Japan has started releasing treated nuclear wastewater from the Fukushima Daiichi Nuclear Power Plant into the Pacific Ocean on Thursday at 1pm Japan Time (4pm Fiji Time), despite diverse views and opinions both from Pacific and abroad.
The Tokyo Electric Power Company Holdings (TEPCO) said it plans to carry out the first round of release continuously around the clock for 17 days to discharge 7,800 tons of the radioactive wastewater.
The TEPCO spokesman, Junichi Matsumoto stated, “If we see any failures in our system or any problems, we will halt the release immediately.”
Over the next 20 to 30 years, the company intends to gradually discharge more than one million tons of water into the sea.

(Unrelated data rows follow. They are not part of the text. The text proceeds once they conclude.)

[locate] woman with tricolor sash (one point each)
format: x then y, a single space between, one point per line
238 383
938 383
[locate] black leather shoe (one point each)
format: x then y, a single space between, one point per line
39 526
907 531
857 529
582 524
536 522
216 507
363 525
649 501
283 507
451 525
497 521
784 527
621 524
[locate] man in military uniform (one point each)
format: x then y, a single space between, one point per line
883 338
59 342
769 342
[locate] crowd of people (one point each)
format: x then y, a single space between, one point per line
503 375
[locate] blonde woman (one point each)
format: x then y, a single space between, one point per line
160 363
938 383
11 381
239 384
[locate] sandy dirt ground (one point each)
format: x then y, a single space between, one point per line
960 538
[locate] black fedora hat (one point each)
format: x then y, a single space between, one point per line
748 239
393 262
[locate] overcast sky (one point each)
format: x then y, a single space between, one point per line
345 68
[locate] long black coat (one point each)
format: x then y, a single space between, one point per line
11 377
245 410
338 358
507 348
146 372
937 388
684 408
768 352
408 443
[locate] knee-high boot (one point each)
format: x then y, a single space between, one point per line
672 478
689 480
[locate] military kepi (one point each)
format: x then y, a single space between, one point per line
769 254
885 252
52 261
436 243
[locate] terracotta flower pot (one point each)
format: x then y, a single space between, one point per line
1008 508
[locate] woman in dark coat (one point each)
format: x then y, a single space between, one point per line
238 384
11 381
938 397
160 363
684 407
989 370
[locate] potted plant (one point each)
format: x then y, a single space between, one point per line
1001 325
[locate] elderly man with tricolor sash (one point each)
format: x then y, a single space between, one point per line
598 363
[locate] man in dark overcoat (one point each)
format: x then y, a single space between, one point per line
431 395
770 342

In a press conference in Suva Thursday, the Pacific Islands Forum Secretary General, Henry Puna said the Forum is assured by the commitment made by the Prime Minister of Japan and should there be any problem with the release, the Forum will hold Japan “accountable”.

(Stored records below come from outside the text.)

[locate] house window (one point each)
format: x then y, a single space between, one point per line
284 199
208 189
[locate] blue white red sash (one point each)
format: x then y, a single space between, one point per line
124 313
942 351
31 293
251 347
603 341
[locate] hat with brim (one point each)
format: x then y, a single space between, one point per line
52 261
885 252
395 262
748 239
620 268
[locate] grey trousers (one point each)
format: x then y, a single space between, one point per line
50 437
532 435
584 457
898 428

“The Forum Secretariat has worked with all Members to pursue different avenues over the last three years to urge Japan to take all steps necessary to address any potential harm to the Pacific, and to take all appropriate measures within its territory, jurisdiction and control to prevent transboundary harm to the territory of another state, as required under international law.
“By the same token, we have relied on Japan’s assurances that discharge will not take place if it is not verifiably safe to do so, as well as their commitment to ensuring that any release would not be allowed in a manner that endangers the lives of Japanese citizens or those of the citizens of Pacific Island countries.

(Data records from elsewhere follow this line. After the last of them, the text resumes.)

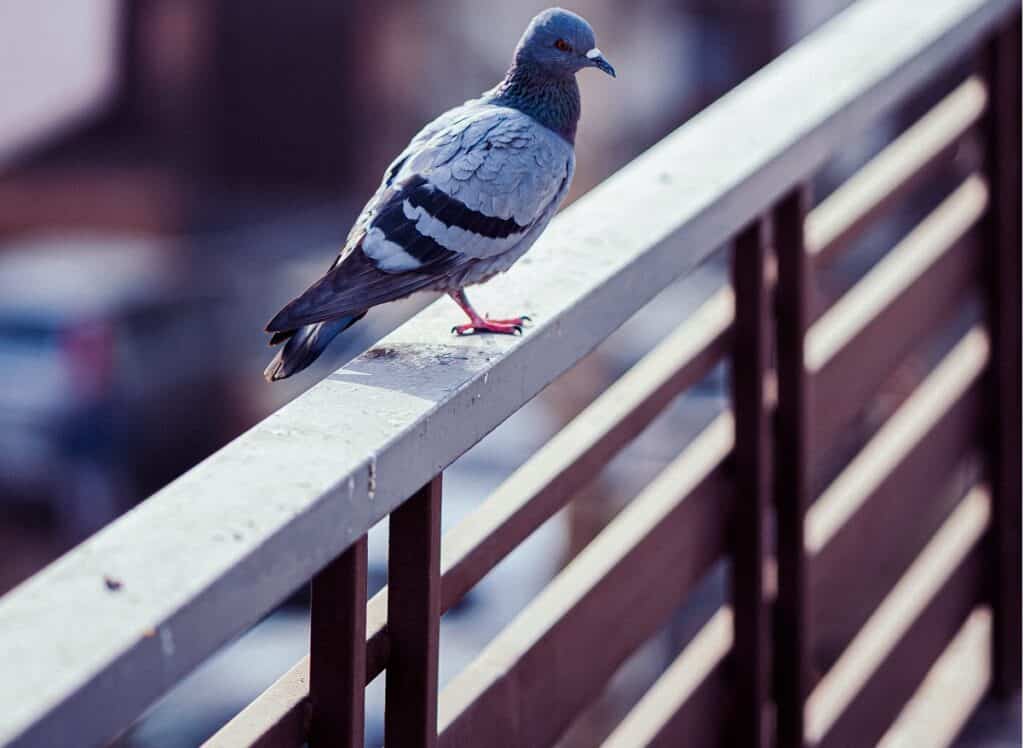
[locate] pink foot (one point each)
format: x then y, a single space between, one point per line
512 326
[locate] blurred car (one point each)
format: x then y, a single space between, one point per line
115 379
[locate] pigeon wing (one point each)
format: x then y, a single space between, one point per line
465 192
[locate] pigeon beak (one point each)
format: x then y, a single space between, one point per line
597 59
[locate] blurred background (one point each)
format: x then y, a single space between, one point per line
173 171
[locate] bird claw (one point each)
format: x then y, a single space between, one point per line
499 327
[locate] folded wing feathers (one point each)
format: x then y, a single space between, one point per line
469 189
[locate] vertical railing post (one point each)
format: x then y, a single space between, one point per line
1003 166
752 345
793 457
414 620
338 650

“We will continue to hold them to that commitment and trust me, we will not fail in holding them to that commitment,” SG Puna affirmed.
Puna said the highest priority has been placed on the Fukushima nuclear wastewater issue, aligned to the positions pronounced by Forum Leaders.
“Indeed, Forum Leaders have prioritised the importance of international consultation, international law, and independent and verifiable scientific assessments, in view of the Rarotonga Treaty and our nuclear testing legacy that continues to affect our people and environment, 80 years on, and which gives rise to our acute awareness in the Pacific region of the threats posed by nuclear testing and contamination.
“It remains clear however that there continues to be divergent views and responses in the international community and within the Forum Membership on this issue, and I recognise the sovereignty and prerogative of Forum Members to determine their own national positions.
“These developments continue to fuel our unwavering commitment to addressing this unprecedented issue,” he said.
In this respect, the Forum Secretariat will continue to strive to provide the latest information and updates to the upcoming Forum Foreign Ministers Meeting on 15 September for further discussion and consideration, and from there to the PIF Leaders Meeting in the Cook Islands on 10 November.
The Forum Secretariat will continue to facilitate ongoing dialogue with the Government of Japan and the IAEA to ensure that Forum Members are aware of the latest information and updates.
“This will not be the first nor last time we will have to deal with these issues.
“I remain dedicated and committed to driving our collective interests, and I am confident that we will be able to move forward for the benefit of all states, and present and future generations who share the Pacific Ocean as our home and livelihood.
“I am assured, and our leaders are assured by the commitment and guarantee from IAEA. They will be establishing a presence on the ground in Fukushima to continually monitor the safety of the water that is being released,” the Forum leaders said.
As a part of the International Atomic Energy Agency’s (IAEA) ongoing safety assessment of the wastewater release, the team from the IAEA is on-site to observe the discharge process and assess Japan’s application of all relevant international safety standards for the water discharge,” said SG Puna.
IAEA Director General Rafael Mariano Grossi said IAEA experts are there on the ground to serve as the eyes of the international community and ensure that the discharge is being carried out as planned consistent with IAEA safety standards.
“Through our presence, we contribute to generating the necessary confidence that the process is carried out in a safe and transparent way,” he said.
Additionally, the IAEA has introduced a webpage to offer real-time data from Japan regarding water discharge. The provided data includes water flow rates, radiation monitoring results, and tritium concentration after dilution.